Pour autant, une décision séoudienne de sortir du peg – dont la défense lui a coûté 100 milliards de dollars ces mois derniers pour cause d’attaques spéculatives contre le riyal – stimuleraient a priori considérablement ses exportations de pétrole qui deviendraient du jour au lendemain nettement moins chères. Un tel dumping nuirait à l’évidence à sa concurrence et aurait des effets catastrophiques sur la production de pétrole de schiste US qu’elle tente en vain de casser depuis un peu plus d’un an, et qui fut la raison fondamentale de la chute des prix orchestrée par elle dès novembre 2014. Pour autant, ayant lamentablement échoué à éradiquer les producteurs américains qui s’adaptèrent rapidement à la chute ininterrompue des prix depuis la fin 2014, l’Arabie Séoudite risquerait gros à persévérer dans cette partie de poker, elle qui est aujourd’hui devenue tellement vulnérable pour avoir désespérément besoin d’un baril à 90 $ afin d’être en mesure d’assumer ses dépenses courantes. De plus, les retombées favorables de l’abandon de l’indexation de son riyal vis-à-vis du dollar seront dès l’an prochain annihilées par l’arrivée sur le marché des centaines de milliers de barils de pétrole iranien!
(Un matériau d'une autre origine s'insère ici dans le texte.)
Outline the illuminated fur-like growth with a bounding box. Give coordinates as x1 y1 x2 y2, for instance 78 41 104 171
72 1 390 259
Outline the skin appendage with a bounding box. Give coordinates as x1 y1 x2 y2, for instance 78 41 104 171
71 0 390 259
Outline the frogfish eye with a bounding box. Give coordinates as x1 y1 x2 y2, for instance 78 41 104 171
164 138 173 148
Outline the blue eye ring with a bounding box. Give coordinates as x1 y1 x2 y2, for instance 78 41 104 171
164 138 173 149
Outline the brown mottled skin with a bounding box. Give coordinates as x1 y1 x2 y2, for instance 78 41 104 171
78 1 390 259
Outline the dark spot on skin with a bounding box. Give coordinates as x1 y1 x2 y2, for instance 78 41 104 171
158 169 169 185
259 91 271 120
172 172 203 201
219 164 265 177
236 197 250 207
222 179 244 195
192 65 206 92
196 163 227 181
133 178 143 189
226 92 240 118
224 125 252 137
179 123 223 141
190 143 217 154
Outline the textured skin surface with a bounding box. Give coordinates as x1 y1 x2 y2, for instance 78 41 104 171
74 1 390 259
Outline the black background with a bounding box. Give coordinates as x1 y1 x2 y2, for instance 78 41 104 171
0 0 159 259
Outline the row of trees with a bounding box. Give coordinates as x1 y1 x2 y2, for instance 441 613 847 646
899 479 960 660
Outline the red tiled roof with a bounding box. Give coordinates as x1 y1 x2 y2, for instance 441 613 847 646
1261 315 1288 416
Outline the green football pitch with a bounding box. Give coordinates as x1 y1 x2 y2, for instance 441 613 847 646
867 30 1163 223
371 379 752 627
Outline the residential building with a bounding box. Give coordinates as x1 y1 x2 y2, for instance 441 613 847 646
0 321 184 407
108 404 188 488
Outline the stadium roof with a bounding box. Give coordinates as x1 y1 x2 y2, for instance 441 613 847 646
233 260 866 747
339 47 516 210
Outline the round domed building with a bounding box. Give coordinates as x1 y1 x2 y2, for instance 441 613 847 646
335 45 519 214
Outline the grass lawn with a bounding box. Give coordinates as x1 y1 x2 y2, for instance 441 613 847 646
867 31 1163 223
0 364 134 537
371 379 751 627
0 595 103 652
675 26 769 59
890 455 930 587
Bien consciente de ces enjeux, et surtout qu’elle n’est désormais plus le producteur de pétrole mondial de référence et qu’elle n’est plus en mesure d’imposer sa volonté à des marchés pétroliers échappant à son contrôle, l’Arabie s’est donc résignée à adopter des mesures d’austérité budgétaire. Mise en place d’un impôt de 2.5% sur la valeur de terres non construites situées autour de ses villes, augmentation généralisée des prix de l’eau et de l’électricité, ce Royaume ayant naguère acheté sa paix sociale se retrouve aujourd’hui dans une fuite en avant aux conséquences potentiellement désastreuses. Comment redistribuer une manne pétrolière qui se tarit? Dans un tel contexte où quelque chose doit craquer, les autorités séoudiennes tentent de détourner les attentions vers l’ennemi héréditaire chiite, quitte à précipiter tout le Moyen-Orient dans des abysses géopolitique et financière.